Téhéran sous le silence : l'absence de Mojtaba Khamenei qui fait trembler le régime
Le protocole et le vide
Le soleil se levait à peine sur les dômes dorés de Téhéran lorsque la foule s'est amassée le long des avenues principales. Les hauts-parleurs diffusaient des chants funèbres monocordes, rythmés par les sanglots de dizaines de milliers de fidèles venus saluer la dépouille d'Ali Khamenei. Pourtant, derrière le décorum millimétré de cette transition historique, un détail a immédiatement glacé l'assistance. Une chaise est restée vide, un espace est demeuré vacant dans le premier cercle des officiels.
Mojtaba Khamenei, le fils de l'ancien Guide suprême, celui que tout le monde désignait à voix basse comme l'héritier naturel, n'est pas apparu. Dans un régime où la présence physique face caméra vaut décret officiel, ce retrait soudain ressemble à un séisme silencieux. Les diplomates et les observateurs locaux ont immédiatement ajusté leurs lunettes, cherchant en vain la silhouette de l'homme de l'ombre dans la procession.
Ce lundi, le cortège funéraire entame une longue pérégrination mystique à travers le pays. Après Téhéran, le cercueil rejoindra la ville sainte de Qom pour recevoir les hommages du puissant clergé chiite, avant de traverser la frontière vers l'Irak pour visiter Nadjaf et Kerbala. Mais la véritable question qui brûle toutes les lèvres ne concerne pas l'itinéraire géographique de la dépouille.
L'art de gouverner depuis l'ombre
Pendant des décennies, Mojtaba a construit son influence sans jamais briguer de mandat public. Il contrôlait les réseaux financiers du guide, gérait les relations avec les Gardiens de la révolution et validait les nominations clés au sein de l'appareil sécuritaire.

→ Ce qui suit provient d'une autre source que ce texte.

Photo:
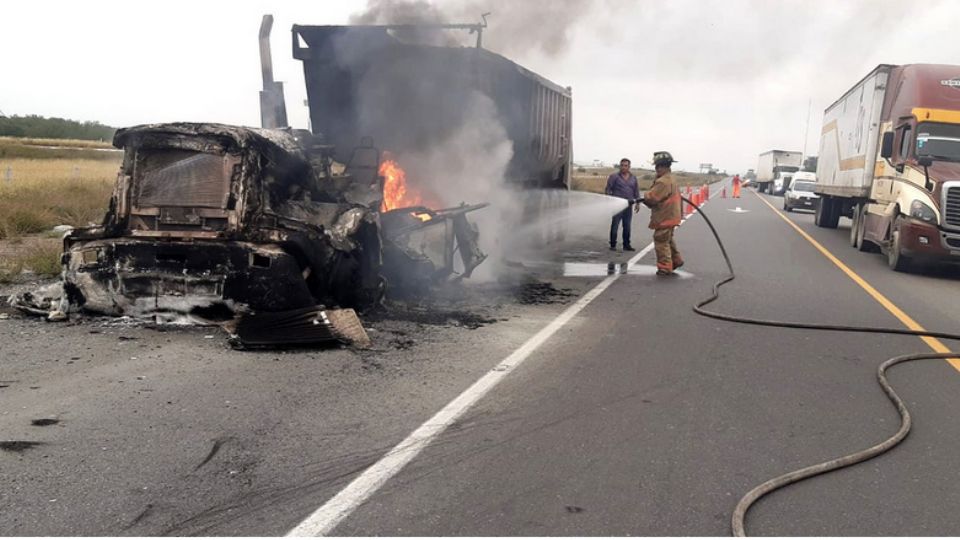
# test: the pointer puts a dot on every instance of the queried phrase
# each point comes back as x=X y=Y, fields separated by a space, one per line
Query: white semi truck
x=777 y=165
x=890 y=161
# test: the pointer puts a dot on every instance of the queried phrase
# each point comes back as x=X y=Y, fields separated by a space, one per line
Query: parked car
x=800 y=195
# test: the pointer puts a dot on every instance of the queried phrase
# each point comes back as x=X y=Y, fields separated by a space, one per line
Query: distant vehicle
x=777 y=165
x=800 y=193
x=890 y=161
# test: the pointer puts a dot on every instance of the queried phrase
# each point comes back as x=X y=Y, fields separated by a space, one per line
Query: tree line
x=35 y=126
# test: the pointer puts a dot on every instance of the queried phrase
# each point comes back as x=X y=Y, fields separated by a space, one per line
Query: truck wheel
x=822 y=216
x=896 y=260
x=831 y=212
x=854 y=227
x=863 y=244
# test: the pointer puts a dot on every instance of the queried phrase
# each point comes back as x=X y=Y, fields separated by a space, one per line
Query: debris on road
x=300 y=327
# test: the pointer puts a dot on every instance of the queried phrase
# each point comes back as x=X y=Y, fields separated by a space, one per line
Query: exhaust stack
x=273 y=109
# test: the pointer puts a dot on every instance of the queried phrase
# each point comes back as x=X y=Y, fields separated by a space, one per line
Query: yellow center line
x=907 y=321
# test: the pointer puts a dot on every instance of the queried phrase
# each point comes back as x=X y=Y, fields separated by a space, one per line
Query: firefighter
x=663 y=199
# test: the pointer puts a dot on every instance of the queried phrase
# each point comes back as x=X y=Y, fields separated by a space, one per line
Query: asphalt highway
x=633 y=416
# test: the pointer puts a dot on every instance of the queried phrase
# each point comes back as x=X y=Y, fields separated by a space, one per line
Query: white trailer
x=890 y=161
x=776 y=164
x=848 y=141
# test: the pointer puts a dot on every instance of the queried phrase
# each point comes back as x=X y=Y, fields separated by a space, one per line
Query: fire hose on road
x=752 y=496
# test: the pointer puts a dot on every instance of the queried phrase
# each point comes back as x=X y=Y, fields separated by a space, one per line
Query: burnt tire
x=896 y=260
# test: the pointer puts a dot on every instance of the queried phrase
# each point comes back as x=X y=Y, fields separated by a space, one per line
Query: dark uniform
x=665 y=215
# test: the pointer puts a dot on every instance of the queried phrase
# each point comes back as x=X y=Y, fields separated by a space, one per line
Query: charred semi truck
x=890 y=161
x=212 y=221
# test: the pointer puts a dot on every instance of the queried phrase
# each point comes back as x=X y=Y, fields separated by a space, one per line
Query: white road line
x=328 y=516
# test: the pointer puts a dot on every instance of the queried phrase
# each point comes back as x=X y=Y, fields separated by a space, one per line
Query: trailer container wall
x=849 y=138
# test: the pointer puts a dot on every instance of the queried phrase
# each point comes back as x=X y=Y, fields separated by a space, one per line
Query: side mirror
x=886 y=146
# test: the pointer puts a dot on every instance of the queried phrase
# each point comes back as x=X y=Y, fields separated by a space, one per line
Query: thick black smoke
x=515 y=27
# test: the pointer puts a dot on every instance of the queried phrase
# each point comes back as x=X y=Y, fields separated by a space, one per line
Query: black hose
x=752 y=496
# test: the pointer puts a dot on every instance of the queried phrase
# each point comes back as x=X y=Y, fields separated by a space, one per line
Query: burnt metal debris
x=209 y=221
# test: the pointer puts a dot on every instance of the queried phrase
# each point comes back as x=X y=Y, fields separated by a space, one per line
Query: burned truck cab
x=210 y=221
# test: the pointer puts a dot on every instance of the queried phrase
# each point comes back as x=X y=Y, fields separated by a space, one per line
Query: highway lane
x=636 y=417
x=641 y=418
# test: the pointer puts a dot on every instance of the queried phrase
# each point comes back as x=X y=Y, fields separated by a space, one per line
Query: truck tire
x=863 y=244
x=854 y=227
x=832 y=217
x=896 y=260
x=828 y=213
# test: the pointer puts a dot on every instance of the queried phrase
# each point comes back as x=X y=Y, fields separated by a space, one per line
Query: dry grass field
x=39 y=193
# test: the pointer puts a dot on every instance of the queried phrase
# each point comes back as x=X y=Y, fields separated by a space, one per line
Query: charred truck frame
x=213 y=221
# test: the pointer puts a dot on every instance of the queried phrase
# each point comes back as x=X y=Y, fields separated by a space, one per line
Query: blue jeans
x=626 y=217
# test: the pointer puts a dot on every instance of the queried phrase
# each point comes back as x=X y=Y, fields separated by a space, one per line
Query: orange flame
x=395 y=193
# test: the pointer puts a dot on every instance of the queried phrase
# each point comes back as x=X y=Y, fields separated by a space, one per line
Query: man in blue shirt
x=622 y=184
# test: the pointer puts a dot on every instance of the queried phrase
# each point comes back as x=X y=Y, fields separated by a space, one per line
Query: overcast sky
x=710 y=81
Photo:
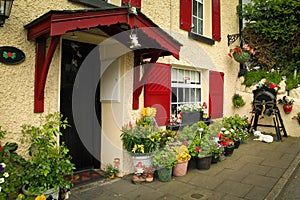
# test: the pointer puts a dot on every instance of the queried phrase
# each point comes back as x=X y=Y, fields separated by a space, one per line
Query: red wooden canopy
x=110 y=20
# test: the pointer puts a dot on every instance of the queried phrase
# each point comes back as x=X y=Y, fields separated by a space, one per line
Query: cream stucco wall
x=17 y=81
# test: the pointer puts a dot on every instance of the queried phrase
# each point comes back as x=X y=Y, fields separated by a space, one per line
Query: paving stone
x=257 y=193
x=206 y=182
x=258 y=180
x=255 y=169
x=234 y=188
x=275 y=172
x=229 y=174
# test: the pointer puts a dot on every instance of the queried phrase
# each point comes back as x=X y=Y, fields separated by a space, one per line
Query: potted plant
x=141 y=140
x=12 y=167
x=201 y=150
x=112 y=171
x=164 y=160
x=297 y=117
x=287 y=104
x=183 y=156
x=241 y=54
x=48 y=162
x=226 y=140
x=190 y=113
x=238 y=101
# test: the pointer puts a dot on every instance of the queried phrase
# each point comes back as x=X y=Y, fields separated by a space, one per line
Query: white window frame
x=198 y=28
x=186 y=82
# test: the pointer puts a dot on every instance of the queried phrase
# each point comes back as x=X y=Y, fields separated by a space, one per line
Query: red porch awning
x=110 y=20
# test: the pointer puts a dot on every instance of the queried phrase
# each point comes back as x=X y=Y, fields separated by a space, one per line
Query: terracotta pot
x=180 y=169
x=287 y=109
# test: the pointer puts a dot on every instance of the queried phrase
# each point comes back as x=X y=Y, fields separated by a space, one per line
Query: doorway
x=73 y=54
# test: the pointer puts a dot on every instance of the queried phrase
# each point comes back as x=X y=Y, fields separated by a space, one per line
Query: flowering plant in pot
x=12 y=167
x=241 y=54
x=297 y=117
x=286 y=103
x=48 y=162
x=164 y=160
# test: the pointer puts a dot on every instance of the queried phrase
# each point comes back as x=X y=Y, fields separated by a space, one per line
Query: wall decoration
x=11 y=55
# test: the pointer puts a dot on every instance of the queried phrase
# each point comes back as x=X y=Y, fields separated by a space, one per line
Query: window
x=197 y=17
x=186 y=88
x=202 y=19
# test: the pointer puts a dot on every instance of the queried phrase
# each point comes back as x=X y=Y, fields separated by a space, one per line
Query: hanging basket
x=242 y=57
x=180 y=169
x=287 y=109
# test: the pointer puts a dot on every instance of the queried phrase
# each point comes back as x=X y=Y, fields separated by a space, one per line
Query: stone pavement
x=256 y=170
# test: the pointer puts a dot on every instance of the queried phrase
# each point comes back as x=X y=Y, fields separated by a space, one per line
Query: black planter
x=215 y=159
x=237 y=143
x=228 y=151
x=191 y=117
x=203 y=163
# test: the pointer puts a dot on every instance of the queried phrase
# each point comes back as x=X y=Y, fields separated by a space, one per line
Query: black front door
x=73 y=54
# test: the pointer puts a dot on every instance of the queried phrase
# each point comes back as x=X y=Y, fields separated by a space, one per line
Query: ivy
x=273 y=31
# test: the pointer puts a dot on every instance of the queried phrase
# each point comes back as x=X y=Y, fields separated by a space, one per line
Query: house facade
x=100 y=63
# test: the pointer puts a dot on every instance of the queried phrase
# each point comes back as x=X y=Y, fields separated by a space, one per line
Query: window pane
x=187 y=95
x=193 y=94
x=195 y=7
x=174 y=75
x=174 y=95
x=198 y=95
x=200 y=10
x=180 y=95
x=180 y=76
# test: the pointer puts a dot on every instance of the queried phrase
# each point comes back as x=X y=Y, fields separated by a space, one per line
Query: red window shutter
x=216 y=20
x=216 y=94
x=158 y=91
x=186 y=14
x=135 y=3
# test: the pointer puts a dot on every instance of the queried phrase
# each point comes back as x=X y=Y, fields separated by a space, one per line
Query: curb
x=276 y=190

Un pouvoir immense, mais invisible pour le citoyen ordinaire. Sa légitimité reposait entièrement sur la volonté de son père d'en faire son successeur spirituel et politique.
Certains analystes suggèrent que cette absence est une stratégie de survie. Dans les couloirs feutrés des séminaires théologiques de Qom, la succession d'un père par son fils passe mal. Elle rappelle le spectre de la monarchie des Pahlavi que la révolution de 1979 était censée avoir éradiquée à jamais. Mojtaba a peut-être choisi de s'effacer temporairement pour ne pas cristalliser les colères de l'aile dure des conservateurs.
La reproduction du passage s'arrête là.